2. Fill in your STUDENTID (abc123) in the code block below.
3. Make sure you fill in any place that says `#YOUR CODE HERE` or "YOUR ANSWER HERE"
4. When filling in `#YOUR CODE HERE` sections, remove or comment out the line  
  - `raise NotImplementedError()`

By submitting this notebook for grading, you affirm that all work was produced by the author identified below, and that references are included for all use of public source material (to include code, data, diagrams, pictures, and verbatim text).

In [1]:
STUDENTID = "tfs436"

---

# AS01 - Review of Python Libraries
**Version:**  1.0  
**Total Points:**  5.0

## Objective
The objective of this assignment is to review some useful basics of Python, Pandas, and Matplotlib.

## Background
You may find the following references helpful

| Documentation | URL |
| :--- | :--- |
| Python | https://docs.python.org/3.7/library/index.html |
| Pandas | https://pandas.pydata.org/pandas-docs/stable/reference/index.html |
| Matplotlib | https://matplotlib.org/api/_as_gen/matplotlib.pyplot.html#module-matplotlib.pyplot |
| Numpy | https://docs.scipy.org/doc/numpy/reference/index.html |
| Seaborn | http://seaborn.pydata.org/ |

## Setup
Put imports up front and use consistent nomenclature for `as` names

In [2]:
# Imports and globals for this exercise
# Setup notebook for interactive graphics
%matplotlib notebook
# mainline tools
import os
import math
import re
import numpy as np
import pandas as pd
import scipy.stats as st
# graphics
import matplotlib.pyplot as plt
import matplotlib.dates as mdates
import matplotlib as mpl
import seaborn
# Cartograpy support
import mplleaflet as mlf
# indirectly referenced libraries
import pyarrow
import fastparquet

# Ensure the Dataset root is available
sDataRoot = os.environ['DATASETS_ROOT']
assert os.path.exists(os.path.join(sDataRoot,'readme.txt'))
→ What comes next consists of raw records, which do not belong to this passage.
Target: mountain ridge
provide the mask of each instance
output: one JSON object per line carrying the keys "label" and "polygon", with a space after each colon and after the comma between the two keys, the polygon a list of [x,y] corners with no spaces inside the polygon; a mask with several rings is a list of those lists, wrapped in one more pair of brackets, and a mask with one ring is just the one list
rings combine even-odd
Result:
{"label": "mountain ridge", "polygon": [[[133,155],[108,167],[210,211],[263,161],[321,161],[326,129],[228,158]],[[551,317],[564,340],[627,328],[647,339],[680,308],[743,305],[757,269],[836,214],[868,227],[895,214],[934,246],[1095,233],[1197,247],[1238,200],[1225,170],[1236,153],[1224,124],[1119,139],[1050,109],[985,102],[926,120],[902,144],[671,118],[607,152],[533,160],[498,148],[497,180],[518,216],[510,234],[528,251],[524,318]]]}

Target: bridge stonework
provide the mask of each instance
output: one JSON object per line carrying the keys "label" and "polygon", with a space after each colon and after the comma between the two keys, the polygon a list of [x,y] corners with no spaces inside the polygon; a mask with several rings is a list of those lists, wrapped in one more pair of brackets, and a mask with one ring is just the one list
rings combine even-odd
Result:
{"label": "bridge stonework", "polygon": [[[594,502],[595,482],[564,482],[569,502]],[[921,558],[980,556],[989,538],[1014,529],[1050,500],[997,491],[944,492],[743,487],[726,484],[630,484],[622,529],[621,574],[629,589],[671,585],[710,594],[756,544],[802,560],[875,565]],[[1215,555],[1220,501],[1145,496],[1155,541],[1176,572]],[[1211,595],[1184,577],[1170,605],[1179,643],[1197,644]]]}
# Uniform place to save temporary data and avoid lengthy reprocessing
sTempDir = os.path.join(os.environ['HOMEDRIVE'], os.environ['HOMEPATH'],'_tmp')
if not os.path.exists(sTempDir):
    os.makedirs(sTempDir)


## Python Review


### Pythagorean Theorum (1 point)
Write a function that calculates the hypotenuse of a triangle given the length of 2 sides.  
The formual is $c = \sqrt{a^2 + b^2}$  
Make sure it handles the case where $a<0$ or $b<0$ by raising a `ValueError`.

In [3]:
def pythagoras(a, b):
    """Compute the hypotenuse of a triangle given the lenght of two sides (a,b)
    """
    return math.sqrt(a**2 + b**2)

In [4]:
## This is an automatically graded test cell.
# It contains public tests that you can use to help determine whether your
# functions are correct. It also contains hidden tests that are run by
# the autograder.

# Public tests
# ---------------------------------------------------------
np.testing.assert_almost_equal(pythagoras(1,1), 1.4142, decimal=4, err_msg='Almost equality failed', verbose=True)
np.testing.assert_almost_equal(pythagoras(3,4), 5.0, decimal=4, err_msg='Almost equality failed', verbose=True)
assert '{:.4f}'.format(pythagoras(2,3)) == '3.6056'


## Pandas Review
For these problems, we'll use a dataset obtained from the [Worldbank education statistics](https://databank.worldbank.org/source/education-statistics-^-all-indicators/)  
The dataset contains education information for 264 countries for the years 1990 to 2018.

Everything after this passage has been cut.